A CABD study led by UPO professor José Antonio Sánchez Alcázar demonstrates how pathological alterations in the mitochondrial mutation LIPT1 can be corrected by activators of UPRmt, a mitochondrial protection mechanism.


Mitochondrial diseases, a group of genetic disorders that affect cellular energy production, remain one of the greatest challenges in modern medicine. With a prevalence of more than 1 in 5000 people, these diseases often lack effective treatments. However, a research team at the CABD in Seville, led by Professor José Antonio Sánchez Alcázar, has made significant advances in the development of new therapeutic strategies to combat these pathologies.

The recently published study addresses the treatment of the mitochondrial LIPT1 mutation by activating the mitochondrial response to misfolded proteins (UPRmt). The LIPT1 mutation causes respiratory chain deficiencies and very severe clinical pictures such as Leigh Syndrome or subacute necrotizing encephalomyelopathy, a progressive neurodegenerative disease, often fatal in early life.



Summary of the results

Using fibroblasts from an affected patient, the team discovered that a pharmacological cocktail composed of antioxidants and mitochondrial enhancers can correct the pathological alterations caused by this mutation. This therapy not only enabled cell survival under adverse conditions, but also restored critical functions such as mitochondrial protein lipoylation and cellular bioenergetics.

This advance is part of the MITOCURE platform, a personalized precision medicine project developed by Dr. Sánchez Alcázar's team, which evaluates the effectiveness of treatments in cells derived from patients with different mitochondrial mutations. MITOCURE is currently applying this methodology to more than 30 different mutations that directly or indirectly affect energy formation by mitochondria, opening new hopes for the treatment of these complex diseases.

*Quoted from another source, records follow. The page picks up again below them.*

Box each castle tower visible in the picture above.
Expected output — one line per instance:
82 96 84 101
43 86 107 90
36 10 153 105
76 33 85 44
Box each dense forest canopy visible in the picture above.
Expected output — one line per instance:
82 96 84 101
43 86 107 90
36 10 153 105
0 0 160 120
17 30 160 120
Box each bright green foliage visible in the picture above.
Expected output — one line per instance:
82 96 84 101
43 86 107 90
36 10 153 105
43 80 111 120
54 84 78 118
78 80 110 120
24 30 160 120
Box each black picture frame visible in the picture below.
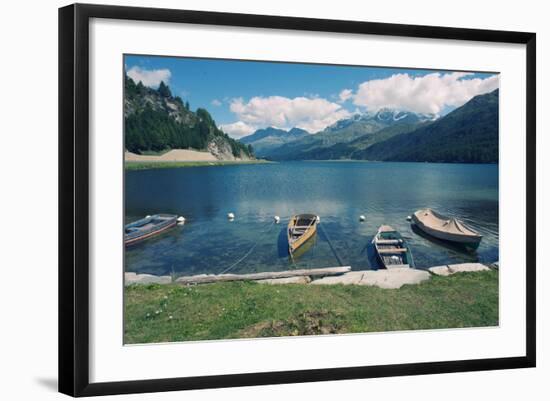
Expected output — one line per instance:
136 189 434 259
59 4 536 396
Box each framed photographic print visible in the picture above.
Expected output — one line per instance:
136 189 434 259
59 4 536 396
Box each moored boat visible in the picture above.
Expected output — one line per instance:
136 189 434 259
372 225 414 269
287 214 319 254
124 214 178 246
412 209 483 249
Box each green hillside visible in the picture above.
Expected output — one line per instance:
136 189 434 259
124 76 253 159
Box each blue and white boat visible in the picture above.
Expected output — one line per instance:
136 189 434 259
124 214 178 246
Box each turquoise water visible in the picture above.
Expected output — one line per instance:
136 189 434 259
125 162 498 275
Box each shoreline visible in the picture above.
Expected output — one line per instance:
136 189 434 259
124 266 499 344
124 262 499 289
124 159 276 171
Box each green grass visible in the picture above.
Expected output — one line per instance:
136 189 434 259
124 271 498 344
124 160 271 170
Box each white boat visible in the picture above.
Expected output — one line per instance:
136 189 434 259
412 209 483 249
372 225 414 269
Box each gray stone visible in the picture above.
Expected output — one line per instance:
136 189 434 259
428 263 491 276
428 265 453 276
256 276 311 285
360 267 430 289
311 267 430 289
311 271 365 285
449 263 490 274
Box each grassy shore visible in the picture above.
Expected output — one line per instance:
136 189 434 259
124 270 498 344
124 160 272 171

“Activation of cellular compensatory mechanisms, such as UPRmt, is a promising therapeutic strategy for mitochondrial diseases,” say the researchers. The mutations studied by this research group affect both genes located in nuclear DNA (COQ7, GFM1, COX15, NDUFAF6, NDUFS1 and NDUFS4) and in mitochondrial DNA (ND3).

The collaboration with the Virgen Macarena University Hospital in Seville to take these findings to clinical trials underscores the importance of this advance for precision medicine. Thus, with the aim of transferring the results of the research to patients, Dr. Sánchez Alcázar's group collaborates closely with the team of Dr. Andrés Rodríguez Sacristán of the Neuropediatrics Unit of the Pediatrics Service of the Virgen Macarena University Hospital.

This discovery could thus mark a turning point in the way mitochondrial diseases are approached, offering new therapeutic avenues to patients who until now only had palliative treatments.

This research group at the Pablo de Olavide University, which carries out its work at the Andalusian Center for Developmental Biology (a joint center of the CSIC, UPO and the Andalusian Regional Government), applies this working method based on personalized precision medicine, in addition to the MITOCURE project, in its different projects, such as MYOCURE (focused on congenital myopathies), BRAINCURE (focused on neurodegeneration due to iron accumulation and demyelinating diseases), and CANCERCURE (focused on the search for personalized treatments for genetic susceptibility to cancer).

The referred scientific article:

David Gómez-Fernández, Ana Romero-González, Juan M. Suárez-Rivero, Paula Cilleros-Holgado, Mónica Álvarez-Córdoba, Rocío Piñero-Pérez, José Manuel Romero-Domínguez, Diana Reche-López, Alejandra López-Cabrera, Salvador Ibáñez-Mico, Marta Castro de Oliveira, Andrés Rodríguez-Sacristán, Susana González-Granero, José Manuel García-Verdugo, and José A. Sánchez-Alcázar.
A multi-target pharmacological correction of a lipoyltransferase LIPT1 gene mutation in patient-derived cellular models. Antioxidants (Basel). 2024 Aug 22;13(8):1023. doi: 10.3390/antiox13081023.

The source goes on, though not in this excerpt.